Even before its official release, Starfield received high praise from bloggers, game critics, and professional journalists. The previews and reviews highlighted its "excellent performance" combined with "deep" and "well-thought-out" mechanics for space exploration.
However, Starfield seems to have serious issues, especially regarding its technical state. Apparently, the high ratings and buzz around the game are just clever manipulation by Microsoft.
Forbes magazine noticed something off about Starfield's ratings. Like many others, they didn't receive early access keys to the game and had to start playing post-release.
The media suspects that Microsoft and Bethesda selectively chose who to send Starfield copies to, reflecting in the "enthusiastic" reviews at launch. Gamers noticed most high ratings were given by outlets directly controlled by or closely affiliated with Microsoft. Almost a week later, the number of low scores from independent media is growing.
Here's what the editor of Metro thinks:
Starfield isn't a broken game, just a boring one. Exploring the unknown depths of space is one of the most exciting game concepts, but Starfield managed to make it uninteresting and monotonous.

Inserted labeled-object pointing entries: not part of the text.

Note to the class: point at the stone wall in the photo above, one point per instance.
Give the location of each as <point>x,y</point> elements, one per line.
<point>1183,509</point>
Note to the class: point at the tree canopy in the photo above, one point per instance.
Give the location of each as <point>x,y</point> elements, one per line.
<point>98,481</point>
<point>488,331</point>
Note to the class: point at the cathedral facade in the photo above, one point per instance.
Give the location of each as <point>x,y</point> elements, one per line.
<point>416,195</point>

Instead of reaching for the stars, it misses a great opportunity for a real space adventure.
Journalists criticize its problematic optimization, "shallow" and "empty" open world. The percentage of negative reviews is also gradually increasing among users. The game's Steam rating has dropped to 73%. This rating isn't just due to optimization issues but also numerous bugs. For example, players need to change gender to fire a weapon.
According to Starfield players, there's a bug preventing them from shooting their weapons. A suggested fix is to change the character's gender, as reported by 404 Media.
In the in-game genetic labs, players can change their appearance, requiring a return to the character creation menu. In this menu, for 500 credits, players can modify all appearance details: hairstyle, facial features, body type, and gender.
On PC, this bug is easier to fix. Gamers can enter console commands to directly modify in-game settings and, if necessary, cheat.
In Fallout 4, players also occasionally couldn't fire their weapons. But by triggering a console command and entering "player.sexchange", the character's gender would instantly change, fixing the error. The same can be done in Starfield.